Covering a $ 31\times 31 $ square grid with $1\times 1, 2\times 2$ and $3\times 3$ tiles
I want to solve the following problem :
A $31\times 31$ square grid is completely tiled by $1\times 1$, $2\times 2$ and $3\times 3$ tiles. What is the minimum number of $1\times 1$ tiles required.
My approach so far :
I have tried to cover the grid with as little $1\times 1$ tiles as possible. The following is one such arrangement
So here I have used six $1\times 1$ tiles. Now the question is whether I can cover the grid using fewer than six $1\times 1$ tiles. If the number of $1\times 1$, $2\times 2$ and $3\times 3$ tiles is $x,y$ and $z$ respectively, then $9x+4y+z=961$. Is this going to help to show that the arrangements for $z=1,2,3,4,5$ are / are not possible?
$\endgroup$ 13 Answers
$\begingroup$You can do it with only one $1 \times 1$ piece.
Note that any rectangle $6 \times n$ with $n \ge 1$ can be covered easily because those $n$ can be written as a sum of $2$s and $3$s.
If you look at a $13 \times 13$ square, you can cover it by putting a $1 \times 1$ piece on its center and splitting the rest into four $6 \times 7$ rectangles.
Then, to complete the $31 \times 31$ square, you add a $13 \times 18$ rectangle and a $18 \times 31$ rectangle.
You can't do it without a $1 \times 1$ piece, because if you tile the square with a repeating
$\left(\begin{array}{rr} 1 & -1 \\ 0 & 0 \\ -1 & 1 \end{array}\right)$
pattern, the sum of all the numbers in a $31 \times 31$ square is $1$, but the sum over any $2 \times 2$ or $3 \times 3$ square is $0$.
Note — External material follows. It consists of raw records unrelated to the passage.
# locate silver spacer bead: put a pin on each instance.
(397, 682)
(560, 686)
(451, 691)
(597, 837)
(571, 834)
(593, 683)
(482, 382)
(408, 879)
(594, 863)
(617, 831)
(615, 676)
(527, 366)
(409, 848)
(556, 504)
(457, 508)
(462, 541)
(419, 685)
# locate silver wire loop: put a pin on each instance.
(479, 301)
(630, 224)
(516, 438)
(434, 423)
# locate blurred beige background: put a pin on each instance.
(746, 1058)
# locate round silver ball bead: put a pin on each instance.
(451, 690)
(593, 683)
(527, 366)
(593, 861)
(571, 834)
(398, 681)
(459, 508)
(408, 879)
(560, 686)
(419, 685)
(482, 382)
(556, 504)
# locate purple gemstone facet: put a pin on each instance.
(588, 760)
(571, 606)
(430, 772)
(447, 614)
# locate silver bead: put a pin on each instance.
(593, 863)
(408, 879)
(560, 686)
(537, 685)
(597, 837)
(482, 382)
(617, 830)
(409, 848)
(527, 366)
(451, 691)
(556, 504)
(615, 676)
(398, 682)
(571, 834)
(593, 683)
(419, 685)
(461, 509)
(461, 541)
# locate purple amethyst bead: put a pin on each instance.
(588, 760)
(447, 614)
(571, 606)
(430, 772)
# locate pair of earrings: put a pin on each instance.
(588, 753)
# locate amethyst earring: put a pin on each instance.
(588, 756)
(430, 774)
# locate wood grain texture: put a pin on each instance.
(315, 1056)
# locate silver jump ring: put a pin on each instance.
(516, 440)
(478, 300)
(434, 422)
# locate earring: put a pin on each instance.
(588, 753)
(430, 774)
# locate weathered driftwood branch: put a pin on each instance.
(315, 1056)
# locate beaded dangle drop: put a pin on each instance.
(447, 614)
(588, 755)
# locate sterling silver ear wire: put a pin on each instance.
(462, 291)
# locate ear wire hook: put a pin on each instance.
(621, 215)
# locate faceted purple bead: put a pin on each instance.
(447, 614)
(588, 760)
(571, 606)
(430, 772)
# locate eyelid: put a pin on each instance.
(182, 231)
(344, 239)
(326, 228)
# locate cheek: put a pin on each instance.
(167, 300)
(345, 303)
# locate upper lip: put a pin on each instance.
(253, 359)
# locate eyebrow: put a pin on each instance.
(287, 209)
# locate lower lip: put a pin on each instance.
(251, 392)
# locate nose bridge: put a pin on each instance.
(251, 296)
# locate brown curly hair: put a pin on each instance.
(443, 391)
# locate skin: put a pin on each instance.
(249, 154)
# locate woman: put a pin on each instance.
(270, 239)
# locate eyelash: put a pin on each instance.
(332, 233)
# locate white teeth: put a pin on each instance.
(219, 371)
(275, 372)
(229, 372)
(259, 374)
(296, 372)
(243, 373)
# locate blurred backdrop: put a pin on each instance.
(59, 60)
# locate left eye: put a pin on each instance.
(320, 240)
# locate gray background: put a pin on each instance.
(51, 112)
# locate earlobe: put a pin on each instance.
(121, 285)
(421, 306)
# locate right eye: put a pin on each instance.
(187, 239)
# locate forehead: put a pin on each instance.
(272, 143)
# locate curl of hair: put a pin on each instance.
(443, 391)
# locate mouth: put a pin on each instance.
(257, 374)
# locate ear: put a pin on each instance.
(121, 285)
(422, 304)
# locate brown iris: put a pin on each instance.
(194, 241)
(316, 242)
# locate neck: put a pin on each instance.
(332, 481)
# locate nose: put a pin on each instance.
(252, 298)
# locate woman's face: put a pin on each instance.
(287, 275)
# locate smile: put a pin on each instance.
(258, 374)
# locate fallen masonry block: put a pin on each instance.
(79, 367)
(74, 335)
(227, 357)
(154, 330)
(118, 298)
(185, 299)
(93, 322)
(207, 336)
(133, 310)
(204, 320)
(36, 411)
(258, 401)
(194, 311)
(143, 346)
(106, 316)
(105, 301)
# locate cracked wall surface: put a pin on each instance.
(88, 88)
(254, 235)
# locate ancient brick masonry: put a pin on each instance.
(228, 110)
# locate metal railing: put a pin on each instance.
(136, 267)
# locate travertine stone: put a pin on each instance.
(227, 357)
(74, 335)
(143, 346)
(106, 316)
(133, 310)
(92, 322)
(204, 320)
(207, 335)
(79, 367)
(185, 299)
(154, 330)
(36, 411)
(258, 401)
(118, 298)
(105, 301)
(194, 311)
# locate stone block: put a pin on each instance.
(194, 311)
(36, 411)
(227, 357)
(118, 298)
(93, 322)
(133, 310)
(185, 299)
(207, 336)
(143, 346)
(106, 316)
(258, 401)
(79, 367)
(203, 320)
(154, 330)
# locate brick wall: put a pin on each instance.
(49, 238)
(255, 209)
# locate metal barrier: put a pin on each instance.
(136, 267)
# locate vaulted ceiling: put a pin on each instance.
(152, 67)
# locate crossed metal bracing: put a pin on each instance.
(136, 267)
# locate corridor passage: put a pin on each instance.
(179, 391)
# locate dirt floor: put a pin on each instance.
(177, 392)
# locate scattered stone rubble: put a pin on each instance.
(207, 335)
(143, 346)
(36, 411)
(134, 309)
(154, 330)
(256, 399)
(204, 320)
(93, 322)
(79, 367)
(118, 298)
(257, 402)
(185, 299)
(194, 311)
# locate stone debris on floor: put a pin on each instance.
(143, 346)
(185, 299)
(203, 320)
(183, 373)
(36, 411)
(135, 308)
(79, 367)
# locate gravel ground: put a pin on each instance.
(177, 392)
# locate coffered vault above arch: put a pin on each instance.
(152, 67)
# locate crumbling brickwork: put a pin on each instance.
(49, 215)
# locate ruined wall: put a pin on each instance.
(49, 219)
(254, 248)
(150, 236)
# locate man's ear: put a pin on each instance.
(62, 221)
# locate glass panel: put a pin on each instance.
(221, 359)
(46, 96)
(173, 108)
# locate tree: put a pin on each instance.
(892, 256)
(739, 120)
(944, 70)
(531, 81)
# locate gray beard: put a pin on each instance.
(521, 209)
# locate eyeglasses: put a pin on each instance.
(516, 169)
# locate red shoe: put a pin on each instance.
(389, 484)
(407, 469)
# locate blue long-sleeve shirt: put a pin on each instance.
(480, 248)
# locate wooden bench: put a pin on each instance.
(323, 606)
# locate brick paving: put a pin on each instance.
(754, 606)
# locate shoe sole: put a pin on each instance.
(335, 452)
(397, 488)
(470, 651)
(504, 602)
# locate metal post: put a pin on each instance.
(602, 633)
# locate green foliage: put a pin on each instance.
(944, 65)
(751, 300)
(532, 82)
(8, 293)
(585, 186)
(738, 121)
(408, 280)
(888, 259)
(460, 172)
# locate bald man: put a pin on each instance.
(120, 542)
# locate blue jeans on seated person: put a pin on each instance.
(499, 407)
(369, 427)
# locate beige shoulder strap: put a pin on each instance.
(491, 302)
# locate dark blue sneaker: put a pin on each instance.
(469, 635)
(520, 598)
$\endgroup$ 1 $\begingroup$Starting from a corner, you can fill a square $27\times 27$ with $81$ tiles $3\times 3$, then two stripes $26 \times 4$ with $52$ tiles $2\times 2$ and you get a free space $5\times 5$ with a $1\times 1$ corner removed. This can be filled with one tile $3\times 3$, three tiles $2\times 2$ and three tiles $1 \times 1$.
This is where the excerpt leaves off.